Löwen haben auf dem Gelände eines Wildreservats in Südafrika mindestens drei mutmaßliche Wilderer gefressen. Wie das Sibuya Game Reserve in einer Presseerklärung auf Facebook mitteilt, ereignete sich der Vorfall in der Nacht vom 1. auf den 2. Juli. Die Wilderer waren unter anderem mit einem großkalibrigen Gewehr mit Schalldämpfer, einer Axt, Drahtschneidern und Vorräten für mehrere Tage ausgerüstet. Dies seien die typischen Kennzeichen von Nashornwilderern, die ein Rhino töten und das Horn abschlagen wollen. Gegen 4.30 nachts habe einer der Anti-Wilderer-Hunde seinen Hundeführer geweckt. Es seien tumultartige Geräusche von den Löwen zu hören gewesen. Da der Hundeführer annahm, dass die nicht ungewöhnliche Unruhe bei den Löwen der Grund für den vermeintlichen Fehlalarm des Hundes gewesen sei, legte er dem Vorfall keine weitere Bedeutung bei. Am dritten Juli entdeckte jedoch einer der Guides menschliche Überreste und andere Dinge in unmittelbarer Nähe der Löwen und verständigte die Anti-Wilderer-Einheit.
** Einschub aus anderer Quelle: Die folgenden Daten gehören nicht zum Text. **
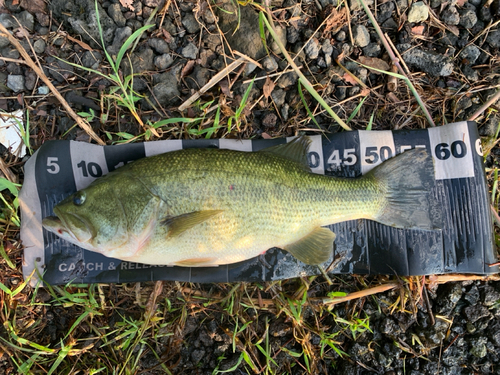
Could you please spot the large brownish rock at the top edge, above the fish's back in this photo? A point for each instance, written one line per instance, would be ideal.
(241, 28)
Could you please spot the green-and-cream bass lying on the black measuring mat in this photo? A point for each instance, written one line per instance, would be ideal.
(210, 207)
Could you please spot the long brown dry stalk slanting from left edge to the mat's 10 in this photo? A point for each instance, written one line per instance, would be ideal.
(28, 61)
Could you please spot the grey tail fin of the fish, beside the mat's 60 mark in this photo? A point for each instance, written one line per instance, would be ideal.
(406, 181)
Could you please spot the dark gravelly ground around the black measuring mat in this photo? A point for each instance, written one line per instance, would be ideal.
(451, 50)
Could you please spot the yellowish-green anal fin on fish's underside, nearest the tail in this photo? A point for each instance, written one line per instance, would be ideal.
(315, 248)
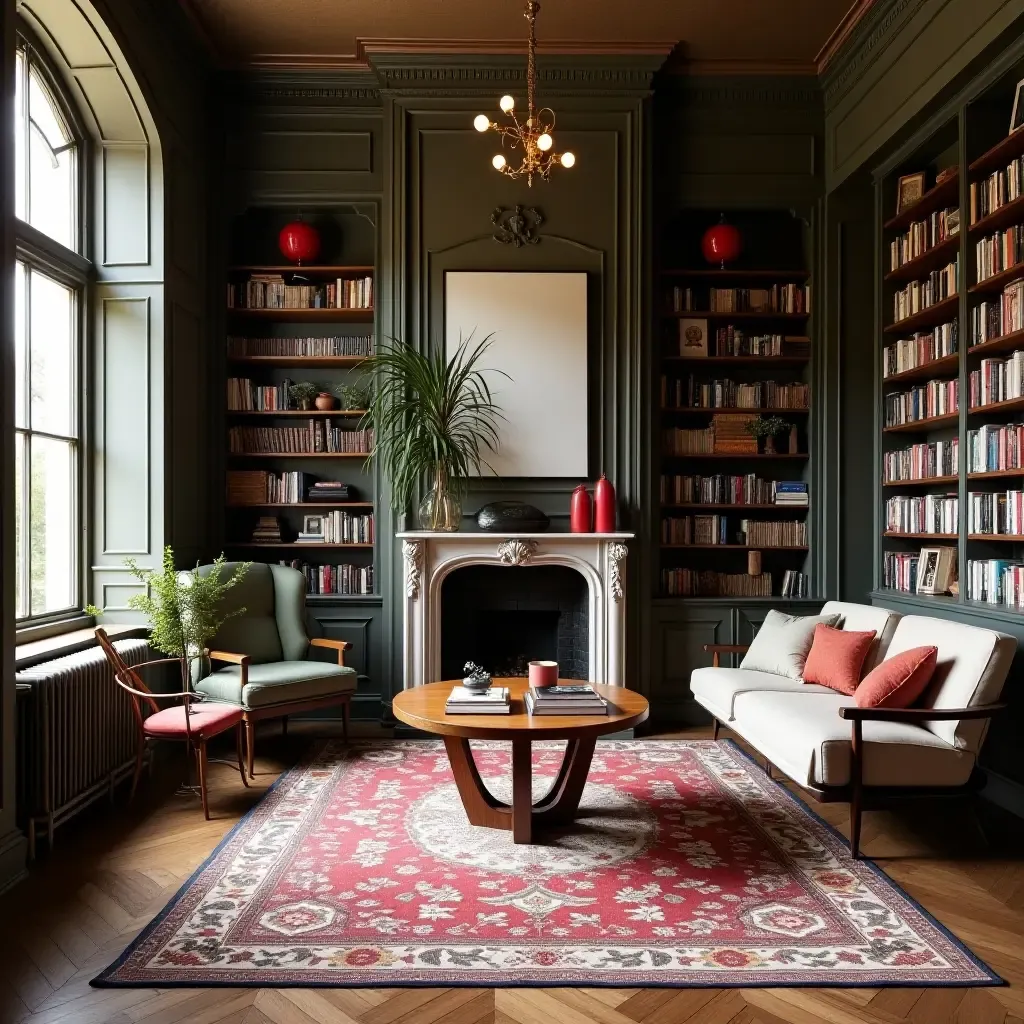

Neben den bereits erwähnten Ausrüstungsgegenstände fanden die Ermittler Handschuhe, Wasservorräte und drei Paar Schuhe. Die Wilderer waren in dem extrem dichten Busch offenbar dem sechsköpfigen Löwenrudel in die Quere gekommen. Es müsse noch geklärt werden, so ein Polizeisprecher, von wie vielen Menschen die gefundenen Knochen stammten und wie viele Wilderer die Löwen gefressen hätten. red.